Они все вместе скатились по снежной крутизне на площадку и пошли напрямик по истоптанному, загрязненному снегу.
– Здесь Чумаков с Савеловой бьются, – серьезно сообщил «ейный сын» и высказал предположение: – Только ему за ней не угнаться.
Бетонные работы шли в головной части дока. На двух смежных участках работали соревнующиеся бригады. Маленький паровозик подвозил на платформах громадные бадьи с бетоном. Кран подхватывал бадьи и подавал их бетонщикам.
Кран не казался ни гигантским, ни мощным рядом с колоннами эллинга. Его мощность выявлялась только в работе, в том, как он легко и непринужденно поднимал, опускал, кружил в воздухе тяжелые бадьи. Он был очень послушен. Крановщик еле заметными движениями управлял им, в свою очередь послушный сигналам Епифанова. Епифанов стоял на опалубке головной части и колдовал пальцами. «Майна» и «вира» он кричал очень редко. У него была целая система знаков: палец вверх, палец вниз, палец вбок, повернутая кверху ладонь, разные колебания руки – все это быстро и безошибочно передавалось крану. И громоздкая бадья, которая летела вниз по прямой, как коршун, так, что, казалось, вот-вот с размаху врежется в хрупкие леса и сомнет их, – громоздкая бадья мигом застывала в воздухе, плавно поворачивалась, нежно обходила доски, брусья, канаты и плавно садилась, но не плашмя, а как бы на корточки, не увязая в болотной гуще бетона. И едва рабочий вскакивал на нее, она легко приподымалась и предоставляла ему раскрыть ее тяжелые створы, и бетон лился из нее, как каша из опрокинутой кастрюли.
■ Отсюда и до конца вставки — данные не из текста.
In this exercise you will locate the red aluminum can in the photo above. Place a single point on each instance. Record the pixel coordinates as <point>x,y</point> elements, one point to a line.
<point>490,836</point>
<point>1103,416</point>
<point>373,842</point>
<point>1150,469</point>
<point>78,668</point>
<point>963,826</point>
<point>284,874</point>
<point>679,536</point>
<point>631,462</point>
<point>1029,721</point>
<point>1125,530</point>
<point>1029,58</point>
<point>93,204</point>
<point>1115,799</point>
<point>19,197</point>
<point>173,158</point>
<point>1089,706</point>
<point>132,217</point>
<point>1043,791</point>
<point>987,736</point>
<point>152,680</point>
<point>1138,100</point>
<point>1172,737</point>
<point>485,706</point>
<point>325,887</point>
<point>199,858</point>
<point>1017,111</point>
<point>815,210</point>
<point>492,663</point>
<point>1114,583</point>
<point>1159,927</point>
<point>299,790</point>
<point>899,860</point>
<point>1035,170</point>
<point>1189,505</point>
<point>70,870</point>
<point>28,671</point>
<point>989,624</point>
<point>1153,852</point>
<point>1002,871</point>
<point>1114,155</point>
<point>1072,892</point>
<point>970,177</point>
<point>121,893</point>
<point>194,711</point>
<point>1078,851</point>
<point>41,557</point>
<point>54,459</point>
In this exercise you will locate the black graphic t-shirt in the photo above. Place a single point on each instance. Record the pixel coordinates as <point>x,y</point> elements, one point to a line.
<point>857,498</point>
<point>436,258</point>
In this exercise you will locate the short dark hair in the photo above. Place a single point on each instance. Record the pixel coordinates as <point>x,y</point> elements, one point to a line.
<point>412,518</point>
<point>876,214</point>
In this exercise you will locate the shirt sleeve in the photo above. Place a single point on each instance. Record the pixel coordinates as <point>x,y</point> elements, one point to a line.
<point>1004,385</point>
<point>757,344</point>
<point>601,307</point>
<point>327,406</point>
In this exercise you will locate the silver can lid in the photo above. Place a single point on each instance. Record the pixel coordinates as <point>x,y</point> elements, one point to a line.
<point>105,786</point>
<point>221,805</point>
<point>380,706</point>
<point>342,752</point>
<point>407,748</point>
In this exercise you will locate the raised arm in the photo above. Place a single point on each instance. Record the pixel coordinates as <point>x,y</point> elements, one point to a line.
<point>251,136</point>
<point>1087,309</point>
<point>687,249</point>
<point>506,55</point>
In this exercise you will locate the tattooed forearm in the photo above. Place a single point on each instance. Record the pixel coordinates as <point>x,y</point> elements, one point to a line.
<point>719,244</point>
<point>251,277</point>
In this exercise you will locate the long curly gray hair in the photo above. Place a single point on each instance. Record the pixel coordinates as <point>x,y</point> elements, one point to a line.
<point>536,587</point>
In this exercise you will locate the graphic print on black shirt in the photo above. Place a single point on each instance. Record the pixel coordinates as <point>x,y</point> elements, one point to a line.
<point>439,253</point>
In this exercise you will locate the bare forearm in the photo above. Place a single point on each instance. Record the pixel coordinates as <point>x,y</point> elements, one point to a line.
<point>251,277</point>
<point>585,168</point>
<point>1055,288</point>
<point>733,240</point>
Рабочие увязали в этой каше резиновыми сапогами, разбрасывали ее лопатами по всей плоскости, забивали в нее ребром доски, украшали ее рядами металлических штырей. А бадья уже взлетала вверх, несколько секунд парила над головами, как коршун, и, взяв вбок, спускалась на платформу, прямо на предназначенное ей место.
– Леша! Алексей!
Епифанов обернулся. Сергей узнал бы его сразу, где угодно. Почему же Епифанов не узнает?
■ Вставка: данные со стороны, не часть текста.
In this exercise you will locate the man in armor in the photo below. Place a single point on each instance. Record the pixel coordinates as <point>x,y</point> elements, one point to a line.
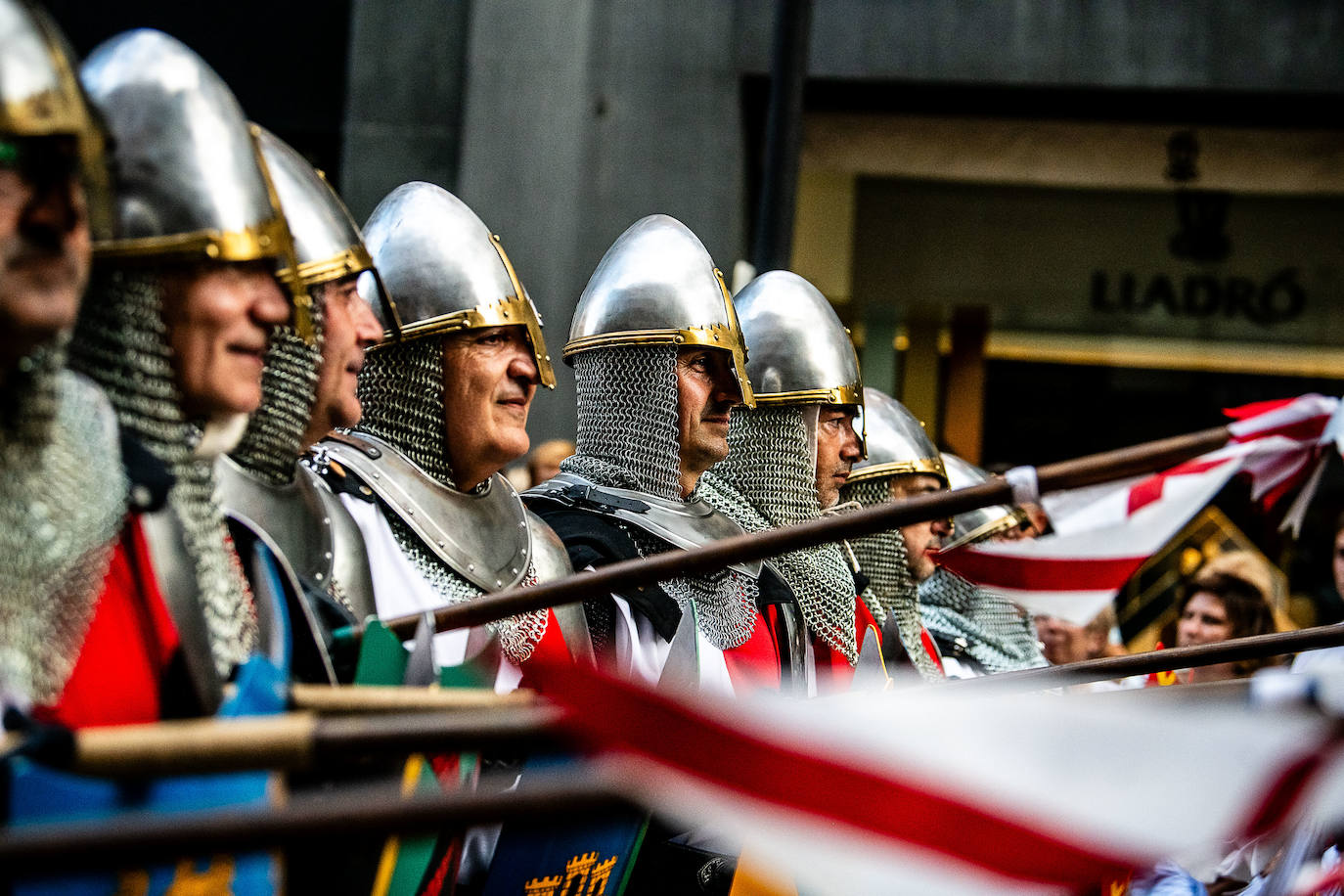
<point>445,398</point>
<point>789,454</point>
<point>902,463</point>
<point>977,632</point>
<point>180,310</point>
<point>658,363</point>
<point>309,387</point>
<point>65,493</point>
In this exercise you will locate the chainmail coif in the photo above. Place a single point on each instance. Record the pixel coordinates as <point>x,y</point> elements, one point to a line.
<point>274,437</point>
<point>628,438</point>
<point>891,587</point>
<point>769,479</point>
<point>61,510</point>
<point>121,342</point>
<point>401,389</point>
<point>998,634</point>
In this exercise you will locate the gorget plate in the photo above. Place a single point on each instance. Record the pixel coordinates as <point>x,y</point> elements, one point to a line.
<point>482,535</point>
<point>686,524</point>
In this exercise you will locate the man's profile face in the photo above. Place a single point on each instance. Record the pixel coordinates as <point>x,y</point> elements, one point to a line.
<point>837,449</point>
<point>219,319</point>
<point>45,242</point>
<point>349,328</point>
<point>489,379</point>
<point>706,392</point>
<point>922,539</point>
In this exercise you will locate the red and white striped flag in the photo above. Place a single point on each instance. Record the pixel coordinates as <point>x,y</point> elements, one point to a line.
<point>1103,533</point>
<point>930,791</point>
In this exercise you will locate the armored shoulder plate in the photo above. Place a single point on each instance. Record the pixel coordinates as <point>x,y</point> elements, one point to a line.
<point>481,535</point>
<point>686,524</point>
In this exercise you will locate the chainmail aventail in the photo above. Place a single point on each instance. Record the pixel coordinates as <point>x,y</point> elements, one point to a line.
<point>628,438</point>
<point>891,587</point>
<point>998,634</point>
<point>401,389</point>
<point>61,510</point>
<point>273,441</point>
<point>121,342</point>
<point>769,479</point>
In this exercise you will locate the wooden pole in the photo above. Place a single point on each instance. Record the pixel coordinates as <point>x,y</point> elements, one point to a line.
<point>1067,474</point>
<point>291,740</point>
<point>143,837</point>
<point>1142,664</point>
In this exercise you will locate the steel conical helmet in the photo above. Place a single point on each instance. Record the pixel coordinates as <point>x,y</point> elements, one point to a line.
<point>444,272</point>
<point>800,352</point>
<point>40,97</point>
<point>327,241</point>
<point>981,522</point>
<point>897,442</point>
<point>657,285</point>
<point>190,176</point>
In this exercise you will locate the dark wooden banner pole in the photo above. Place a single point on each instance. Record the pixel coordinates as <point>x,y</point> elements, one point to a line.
<point>1067,474</point>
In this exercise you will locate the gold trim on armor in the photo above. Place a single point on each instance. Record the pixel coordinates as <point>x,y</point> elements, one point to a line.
<point>352,261</point>
<point>851,394</point>
<point>901,468</point>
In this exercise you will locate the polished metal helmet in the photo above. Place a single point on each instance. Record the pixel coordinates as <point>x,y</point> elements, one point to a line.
<point>981,522</point>
<point>327,241</point>
<point>897,442</point>
<point>800,351</point>
<point>40,97</point>
<point>190,177</point>
<point>657,285</point>
<point>446,270</point>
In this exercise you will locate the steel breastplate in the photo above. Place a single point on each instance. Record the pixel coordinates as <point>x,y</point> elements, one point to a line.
<point>293,517</point>
<point>686,524</point>
<point>481,536</point>
<point>349,555</point>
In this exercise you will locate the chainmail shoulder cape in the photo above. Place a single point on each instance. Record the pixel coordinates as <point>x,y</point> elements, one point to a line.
<point>402,392</point>
<point>769,479</point>
<point>998,636</point>
<point>274,437</point>
<point>628,439</point>
<point>121,342</point>
<point>62,506</point>
<point>891,587</point>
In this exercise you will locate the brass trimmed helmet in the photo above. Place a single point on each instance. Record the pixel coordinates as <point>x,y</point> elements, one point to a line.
<point>981,522</point>
<point>40,97</point>
<point>657,285</point>
<point>897,442</point>
<point>191,182</point>
<point>327,240</point>
<point>800,351</point>
<point>446,272</point>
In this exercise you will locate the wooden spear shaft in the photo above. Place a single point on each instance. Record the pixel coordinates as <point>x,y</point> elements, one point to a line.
<point>1140,664</point>
<point>291,740</point>
<point>758,546</point>
<point>143,837</point>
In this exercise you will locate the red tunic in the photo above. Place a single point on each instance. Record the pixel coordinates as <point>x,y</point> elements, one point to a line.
<point>754,664</point>
<point>126,650</point>
<point>834,673</point>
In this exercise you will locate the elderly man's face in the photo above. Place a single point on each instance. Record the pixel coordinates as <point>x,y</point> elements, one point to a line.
<point>922,539</point>
<point>489,379</point>
<point>349,330</point>
<point>837,449</point>
<point>706,392</point>
<point>45,242</point>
– Леша. Это же я, Голицын… Сергей…
– Ты?
Сергей видел, что его появление не вызвало никакой радости.
– Так как же, Леша… Не узнаешь?
Епифанов деликатно уверял, что узнал и помнит. Вскользь спросил, комсомолец ли.
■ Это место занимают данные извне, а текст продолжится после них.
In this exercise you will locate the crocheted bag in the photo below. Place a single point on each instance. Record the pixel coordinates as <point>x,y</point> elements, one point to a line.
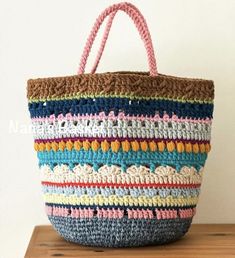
<point>121,154</point>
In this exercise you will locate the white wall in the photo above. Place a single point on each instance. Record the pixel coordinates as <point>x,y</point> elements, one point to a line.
<point>45,38</point>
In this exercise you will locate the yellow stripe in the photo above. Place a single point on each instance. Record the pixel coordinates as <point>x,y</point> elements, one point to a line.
<point>126,146</point>
<point>117,200</point>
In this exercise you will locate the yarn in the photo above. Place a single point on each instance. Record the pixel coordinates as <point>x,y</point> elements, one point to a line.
<point>121,155</point>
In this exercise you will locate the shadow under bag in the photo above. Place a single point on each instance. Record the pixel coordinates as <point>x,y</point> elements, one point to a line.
<point>121,154</point>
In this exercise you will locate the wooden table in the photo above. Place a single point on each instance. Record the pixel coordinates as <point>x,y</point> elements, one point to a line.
<point>201,241</point>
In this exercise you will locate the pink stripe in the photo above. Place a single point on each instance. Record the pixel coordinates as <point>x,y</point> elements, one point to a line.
<point>118,214</point>
<point>120,116</point>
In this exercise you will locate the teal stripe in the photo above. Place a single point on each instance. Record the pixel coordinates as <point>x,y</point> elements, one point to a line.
<point>123,159</point>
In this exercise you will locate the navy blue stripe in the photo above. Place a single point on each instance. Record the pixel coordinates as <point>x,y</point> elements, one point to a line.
<point>132,107</point>
<point>120,206</point>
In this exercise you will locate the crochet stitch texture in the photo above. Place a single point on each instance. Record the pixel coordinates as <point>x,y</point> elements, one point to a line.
<point>121,155</point>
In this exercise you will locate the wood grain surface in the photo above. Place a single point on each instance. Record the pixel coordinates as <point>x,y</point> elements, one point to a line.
<point>213,240</point>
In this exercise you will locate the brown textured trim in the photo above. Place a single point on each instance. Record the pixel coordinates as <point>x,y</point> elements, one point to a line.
<point>121,83</point>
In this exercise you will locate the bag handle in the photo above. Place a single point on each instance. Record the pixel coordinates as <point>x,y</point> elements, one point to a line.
<point>140,24</point>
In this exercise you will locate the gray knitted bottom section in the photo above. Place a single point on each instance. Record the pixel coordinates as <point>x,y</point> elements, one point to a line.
<point>120,232</point>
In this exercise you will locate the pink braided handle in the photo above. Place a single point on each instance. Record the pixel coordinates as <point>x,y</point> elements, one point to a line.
<point>141,25</point>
– Буду, – сказал Сергей решительно. – Что было, то прошло. Газету читал?
– Это ты?
– Я.
– Ну, добре. Ну, здравствуй, приятель!
Паровозик подвел новые платформы. Сергей с опаской стал рядом с Епифановым. Ему интересно было взглянуть на Федьку Чумакова и на женскую бригаду. Но он никого не мог разглядеть в этих одинаковых неуклюжих фигурках, одетых в теплые комбинезоны, резиновые сапоги и широкие шляпы. Женщин он угадал лишь потому, что они были меньше и круглее.
– Нам давай, какого черта!.. – закричали из мужской бригады, и Сергей узнал Федьку Чумакова. Федька сердито жестикулировал, требуя к себе бадью. Но тут через край опалубки выглянула бригадирша женской бригады и закричала неистовым голосом:
– Это еще что такое? Почему вам? Чего лезешь не в очередь? Катись, голубчик, ничего не получишь! Давай бетон, живо, ну!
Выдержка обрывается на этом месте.